Each variant specifies its own UNet architecture, conditioning mechanism, and first-stage autoencoder, allowing rapid prototyping of different model configurations.

Safety & Watermarking

Relevant Files

scripts/txt2img.py
scripts/tests/test_watermark.py

Stable Diffusion implements two complementary safety mechanisms: NSFW content detection and invisible watermarking. These systems work together to reduce harmful outputs and help identify machine-generated images.
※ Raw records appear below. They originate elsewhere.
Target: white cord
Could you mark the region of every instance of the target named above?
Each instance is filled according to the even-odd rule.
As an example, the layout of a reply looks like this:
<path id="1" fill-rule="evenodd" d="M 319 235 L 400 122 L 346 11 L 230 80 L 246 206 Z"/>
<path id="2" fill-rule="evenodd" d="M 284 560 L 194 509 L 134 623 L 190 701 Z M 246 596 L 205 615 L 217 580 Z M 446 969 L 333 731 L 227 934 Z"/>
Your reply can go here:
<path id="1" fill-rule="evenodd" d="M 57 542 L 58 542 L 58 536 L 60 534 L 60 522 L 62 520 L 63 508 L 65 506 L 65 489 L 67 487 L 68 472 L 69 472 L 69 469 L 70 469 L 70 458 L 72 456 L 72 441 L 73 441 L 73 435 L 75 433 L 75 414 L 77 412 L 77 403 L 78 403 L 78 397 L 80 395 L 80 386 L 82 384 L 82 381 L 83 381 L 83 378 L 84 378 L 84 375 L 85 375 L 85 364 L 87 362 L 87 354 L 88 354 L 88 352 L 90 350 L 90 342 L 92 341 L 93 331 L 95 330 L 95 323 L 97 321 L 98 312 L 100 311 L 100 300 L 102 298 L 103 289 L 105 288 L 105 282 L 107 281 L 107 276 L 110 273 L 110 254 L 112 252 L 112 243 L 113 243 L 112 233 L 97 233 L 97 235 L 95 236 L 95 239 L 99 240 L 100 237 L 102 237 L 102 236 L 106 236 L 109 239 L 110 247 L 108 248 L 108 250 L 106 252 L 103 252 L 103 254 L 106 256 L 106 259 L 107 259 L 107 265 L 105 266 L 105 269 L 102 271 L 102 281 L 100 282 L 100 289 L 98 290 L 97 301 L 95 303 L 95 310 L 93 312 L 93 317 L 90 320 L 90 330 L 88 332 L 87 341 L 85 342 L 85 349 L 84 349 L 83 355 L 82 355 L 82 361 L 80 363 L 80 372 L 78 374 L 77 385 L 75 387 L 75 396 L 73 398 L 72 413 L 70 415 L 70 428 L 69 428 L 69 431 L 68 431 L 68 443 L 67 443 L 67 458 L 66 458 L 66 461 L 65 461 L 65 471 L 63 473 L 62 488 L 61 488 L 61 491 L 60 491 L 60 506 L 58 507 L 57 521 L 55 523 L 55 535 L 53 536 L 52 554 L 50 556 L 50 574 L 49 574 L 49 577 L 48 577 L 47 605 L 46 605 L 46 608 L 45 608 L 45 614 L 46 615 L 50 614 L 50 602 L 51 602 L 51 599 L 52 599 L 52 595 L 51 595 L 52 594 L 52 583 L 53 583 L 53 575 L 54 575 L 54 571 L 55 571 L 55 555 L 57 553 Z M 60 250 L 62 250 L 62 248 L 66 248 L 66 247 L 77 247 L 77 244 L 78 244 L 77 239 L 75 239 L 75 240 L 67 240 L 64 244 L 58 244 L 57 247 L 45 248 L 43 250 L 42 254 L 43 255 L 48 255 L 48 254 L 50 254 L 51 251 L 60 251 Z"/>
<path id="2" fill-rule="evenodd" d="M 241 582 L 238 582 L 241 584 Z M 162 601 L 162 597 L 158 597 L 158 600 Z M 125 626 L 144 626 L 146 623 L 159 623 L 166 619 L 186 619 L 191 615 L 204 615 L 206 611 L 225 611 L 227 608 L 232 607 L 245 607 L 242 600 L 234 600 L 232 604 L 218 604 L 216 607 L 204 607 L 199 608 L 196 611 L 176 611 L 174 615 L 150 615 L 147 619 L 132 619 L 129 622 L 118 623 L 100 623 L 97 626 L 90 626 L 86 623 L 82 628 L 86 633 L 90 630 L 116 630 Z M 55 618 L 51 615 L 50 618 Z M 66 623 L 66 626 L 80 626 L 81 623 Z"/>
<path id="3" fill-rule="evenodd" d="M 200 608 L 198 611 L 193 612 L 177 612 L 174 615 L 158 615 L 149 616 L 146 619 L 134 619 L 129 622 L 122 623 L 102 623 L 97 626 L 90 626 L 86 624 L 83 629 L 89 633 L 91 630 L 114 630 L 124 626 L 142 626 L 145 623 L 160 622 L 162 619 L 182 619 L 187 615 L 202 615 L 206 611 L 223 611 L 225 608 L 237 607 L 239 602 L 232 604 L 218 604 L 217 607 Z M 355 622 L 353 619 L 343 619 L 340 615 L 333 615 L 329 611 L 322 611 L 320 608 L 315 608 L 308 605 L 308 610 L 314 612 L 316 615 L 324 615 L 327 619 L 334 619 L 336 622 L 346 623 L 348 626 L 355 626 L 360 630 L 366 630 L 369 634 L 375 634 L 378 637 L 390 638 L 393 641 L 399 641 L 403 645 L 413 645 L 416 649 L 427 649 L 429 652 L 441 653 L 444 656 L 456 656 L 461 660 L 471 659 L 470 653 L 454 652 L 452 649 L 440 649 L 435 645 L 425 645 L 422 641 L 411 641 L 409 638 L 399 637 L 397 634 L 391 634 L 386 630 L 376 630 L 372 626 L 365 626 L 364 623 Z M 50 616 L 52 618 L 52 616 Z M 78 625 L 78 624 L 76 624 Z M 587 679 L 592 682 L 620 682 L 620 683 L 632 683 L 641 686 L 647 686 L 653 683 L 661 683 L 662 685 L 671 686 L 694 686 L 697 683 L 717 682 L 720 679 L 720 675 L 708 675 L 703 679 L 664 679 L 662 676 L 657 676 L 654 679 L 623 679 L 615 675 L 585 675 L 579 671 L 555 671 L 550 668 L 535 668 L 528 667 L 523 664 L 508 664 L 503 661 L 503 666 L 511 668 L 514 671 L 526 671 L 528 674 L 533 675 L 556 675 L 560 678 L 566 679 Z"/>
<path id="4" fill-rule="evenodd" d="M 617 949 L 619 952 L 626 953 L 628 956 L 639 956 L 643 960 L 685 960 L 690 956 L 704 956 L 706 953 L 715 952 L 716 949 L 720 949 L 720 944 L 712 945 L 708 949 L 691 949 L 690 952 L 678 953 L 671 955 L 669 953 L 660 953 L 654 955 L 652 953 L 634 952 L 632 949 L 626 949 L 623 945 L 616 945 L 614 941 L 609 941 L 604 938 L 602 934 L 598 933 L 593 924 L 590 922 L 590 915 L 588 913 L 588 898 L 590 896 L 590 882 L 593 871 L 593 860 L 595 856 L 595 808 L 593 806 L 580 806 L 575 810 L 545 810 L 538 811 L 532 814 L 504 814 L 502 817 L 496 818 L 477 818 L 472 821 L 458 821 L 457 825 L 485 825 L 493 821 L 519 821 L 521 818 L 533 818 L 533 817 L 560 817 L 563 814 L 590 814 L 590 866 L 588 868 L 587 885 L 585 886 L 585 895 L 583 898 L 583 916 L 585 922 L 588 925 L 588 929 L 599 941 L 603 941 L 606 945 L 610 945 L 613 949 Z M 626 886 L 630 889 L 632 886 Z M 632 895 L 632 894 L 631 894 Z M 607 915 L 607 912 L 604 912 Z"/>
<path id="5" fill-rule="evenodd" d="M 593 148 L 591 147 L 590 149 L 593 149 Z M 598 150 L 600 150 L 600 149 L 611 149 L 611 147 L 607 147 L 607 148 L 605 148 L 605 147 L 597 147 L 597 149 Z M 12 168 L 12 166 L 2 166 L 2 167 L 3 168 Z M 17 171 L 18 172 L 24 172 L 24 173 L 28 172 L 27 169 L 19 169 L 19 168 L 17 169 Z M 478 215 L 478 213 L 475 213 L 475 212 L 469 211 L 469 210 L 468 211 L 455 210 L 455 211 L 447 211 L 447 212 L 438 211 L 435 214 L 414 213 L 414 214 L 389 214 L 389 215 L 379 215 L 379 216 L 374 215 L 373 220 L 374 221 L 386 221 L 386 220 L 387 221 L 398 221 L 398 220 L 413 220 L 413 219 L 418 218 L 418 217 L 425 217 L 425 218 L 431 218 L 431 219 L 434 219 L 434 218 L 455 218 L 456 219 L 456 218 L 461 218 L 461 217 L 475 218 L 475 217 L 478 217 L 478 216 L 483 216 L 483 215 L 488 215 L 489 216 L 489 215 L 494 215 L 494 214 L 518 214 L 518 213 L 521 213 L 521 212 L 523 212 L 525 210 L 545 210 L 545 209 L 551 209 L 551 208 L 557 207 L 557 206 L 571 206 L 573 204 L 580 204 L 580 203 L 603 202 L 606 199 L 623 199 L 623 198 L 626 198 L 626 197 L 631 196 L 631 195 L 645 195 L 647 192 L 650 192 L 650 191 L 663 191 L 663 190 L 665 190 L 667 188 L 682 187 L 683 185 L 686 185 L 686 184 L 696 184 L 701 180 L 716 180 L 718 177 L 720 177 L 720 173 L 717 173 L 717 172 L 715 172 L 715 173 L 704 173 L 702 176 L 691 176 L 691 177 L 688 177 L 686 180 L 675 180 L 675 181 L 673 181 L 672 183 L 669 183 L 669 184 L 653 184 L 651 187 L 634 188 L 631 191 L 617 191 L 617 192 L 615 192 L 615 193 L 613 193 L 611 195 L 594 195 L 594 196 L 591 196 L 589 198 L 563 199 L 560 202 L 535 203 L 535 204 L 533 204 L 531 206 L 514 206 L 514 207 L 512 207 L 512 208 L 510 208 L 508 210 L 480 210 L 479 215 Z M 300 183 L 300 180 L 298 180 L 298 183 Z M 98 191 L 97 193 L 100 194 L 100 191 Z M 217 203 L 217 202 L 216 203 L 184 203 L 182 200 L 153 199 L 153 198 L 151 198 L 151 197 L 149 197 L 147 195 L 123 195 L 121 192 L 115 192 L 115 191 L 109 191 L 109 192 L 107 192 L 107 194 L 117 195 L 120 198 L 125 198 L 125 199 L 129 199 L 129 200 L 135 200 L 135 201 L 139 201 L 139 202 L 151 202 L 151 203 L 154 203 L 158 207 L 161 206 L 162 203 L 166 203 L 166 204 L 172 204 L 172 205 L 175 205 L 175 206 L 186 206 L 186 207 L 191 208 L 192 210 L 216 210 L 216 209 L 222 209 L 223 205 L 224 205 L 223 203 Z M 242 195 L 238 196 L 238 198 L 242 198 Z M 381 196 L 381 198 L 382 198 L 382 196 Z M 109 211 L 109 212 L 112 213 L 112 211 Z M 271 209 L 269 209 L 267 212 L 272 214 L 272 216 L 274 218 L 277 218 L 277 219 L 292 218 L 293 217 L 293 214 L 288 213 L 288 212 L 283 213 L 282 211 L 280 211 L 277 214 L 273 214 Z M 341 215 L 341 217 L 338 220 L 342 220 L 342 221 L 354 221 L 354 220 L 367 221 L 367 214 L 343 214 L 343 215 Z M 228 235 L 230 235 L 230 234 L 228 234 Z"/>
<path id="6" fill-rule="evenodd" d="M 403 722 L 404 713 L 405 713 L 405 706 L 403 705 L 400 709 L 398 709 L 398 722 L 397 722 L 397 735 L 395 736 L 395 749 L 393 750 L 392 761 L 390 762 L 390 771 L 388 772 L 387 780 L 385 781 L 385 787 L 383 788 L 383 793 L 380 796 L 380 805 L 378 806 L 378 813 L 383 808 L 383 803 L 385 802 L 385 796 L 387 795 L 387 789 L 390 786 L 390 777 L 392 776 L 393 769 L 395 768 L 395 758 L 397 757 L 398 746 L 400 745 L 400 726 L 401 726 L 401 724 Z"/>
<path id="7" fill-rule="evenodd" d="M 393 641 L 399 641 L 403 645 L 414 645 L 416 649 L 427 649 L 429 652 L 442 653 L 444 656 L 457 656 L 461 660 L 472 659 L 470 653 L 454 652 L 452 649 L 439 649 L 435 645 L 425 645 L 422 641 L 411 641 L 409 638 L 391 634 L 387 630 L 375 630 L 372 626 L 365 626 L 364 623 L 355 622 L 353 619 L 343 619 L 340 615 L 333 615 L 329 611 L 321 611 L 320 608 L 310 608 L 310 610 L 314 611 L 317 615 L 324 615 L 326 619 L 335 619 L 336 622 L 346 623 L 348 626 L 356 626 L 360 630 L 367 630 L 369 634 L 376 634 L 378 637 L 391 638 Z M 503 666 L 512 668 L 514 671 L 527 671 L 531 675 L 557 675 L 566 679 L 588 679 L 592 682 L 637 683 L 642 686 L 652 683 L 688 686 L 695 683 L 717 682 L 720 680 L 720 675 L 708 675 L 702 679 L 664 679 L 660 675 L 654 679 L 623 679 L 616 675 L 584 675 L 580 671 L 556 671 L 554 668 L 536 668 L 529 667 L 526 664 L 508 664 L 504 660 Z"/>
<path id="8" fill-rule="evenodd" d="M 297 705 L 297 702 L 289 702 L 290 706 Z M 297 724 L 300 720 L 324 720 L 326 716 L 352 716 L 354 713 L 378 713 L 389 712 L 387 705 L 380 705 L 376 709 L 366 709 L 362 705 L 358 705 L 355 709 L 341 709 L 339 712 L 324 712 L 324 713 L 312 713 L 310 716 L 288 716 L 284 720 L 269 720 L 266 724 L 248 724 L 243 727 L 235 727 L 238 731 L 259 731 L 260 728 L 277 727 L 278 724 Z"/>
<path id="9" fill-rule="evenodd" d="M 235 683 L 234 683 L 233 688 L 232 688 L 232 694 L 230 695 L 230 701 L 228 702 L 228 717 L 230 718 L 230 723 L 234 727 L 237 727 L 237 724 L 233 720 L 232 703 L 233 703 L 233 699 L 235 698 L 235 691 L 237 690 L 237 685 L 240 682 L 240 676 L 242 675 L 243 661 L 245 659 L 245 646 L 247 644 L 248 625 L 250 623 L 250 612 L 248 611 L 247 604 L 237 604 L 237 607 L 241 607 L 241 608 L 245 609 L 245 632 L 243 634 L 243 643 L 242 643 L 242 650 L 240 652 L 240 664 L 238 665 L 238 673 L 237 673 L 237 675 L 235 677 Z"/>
Safety Checker: NSFW Detection

The safety checker uses a pre-trained CLIP-based model to detect and filter potentially unsafe content before images are saved.

Architecture:

The system loads a specialized safety model from Hugging Face:

safety_model_id = "CompVis/stable-diffusion-safety-checker"
safety_feature_extractor = AutoFeatureExtractor.from_pretrained(safety_model_id)
safety_checker = StableDiffusionSafetyChecker.from_pretrained(safety_model_id)

Detection Pipeline:

Feature Extraction - Images are converted to PIL format and processed by the feature extractor
Classification - The safety checker analyzes pixel values and CLIP embeddings to detect NSFW concepts
Replacement - If unsafe content is detected, the image is replaced with a fallback image (assets/rick.jpeg)

def check_safety(x_image):
    safety_checker_input = safety_feature_extractor(numpy_to_pil(x_image), return_tensors="pt")
    x_checked_image, has_nsfw_concept = safety_checker(images=x_image, clip_input=safety_checker_input.pixel_values)
    for i in range(len(has_nsfw_concept)):
        if has_nsfw_concept[i]:
            x_checked_image[i] = load_replacement(x_checked_image[i])
    return x_checked_image, has_nsfw_concept

The function returns both the checked images and a boolean array indicating which samples triggered the safety filter.

Invisible Watermarking

Invisible watermarks are embedded into generated images using discrete wavelet transform (DWT) and discrete cosine transform (DCT) techniques. This helps identify images as machine-generated without visible artifacts.

Watermark Encoding:

During image generation, a watermark encoder is initialized with the model identifier:

wm_encoder = WatermarkEncoder()
wm_encoder.set_watermark('bytes', "StableDiffusionV1".encode('utf-8'))

The watermark is applied to both individual samples and grid outputs:

def put_watermark(img, wm_encoder=None):
    if wm_encoder is not None:
        img = cv2.cvtColor(np.array(img), cv2.COLOR_RGB2BGR)
        img = wm_encoder.encode(img, 'dwtDct')
        img = Image.fromarray(img[:, :, ::-1])
    return img

Watermark Decoding:

The watermark can be extracted from generated images using the decoder:

def testit(img_path):
    bgr = cv2.imread(img_path)
    decoder = WatermarkDecoder('bytes', 136)
    watermark = decoder.decode(bgr, 'dwtDct')
    dec = watermark.decode('utf-8')
    print(dec)  # Outputs: "StableDiffusionV1"

Integration in Generation Pipeline

Both safety and watermarking are applied sequentially after image decoding:

Images are decoded from latent space
Safety check is performed; unsafe images are replaced
Watermark is embedded into all output images
Images are saved to disk

This ensures every generated image carries both safety guarantees and provenance information.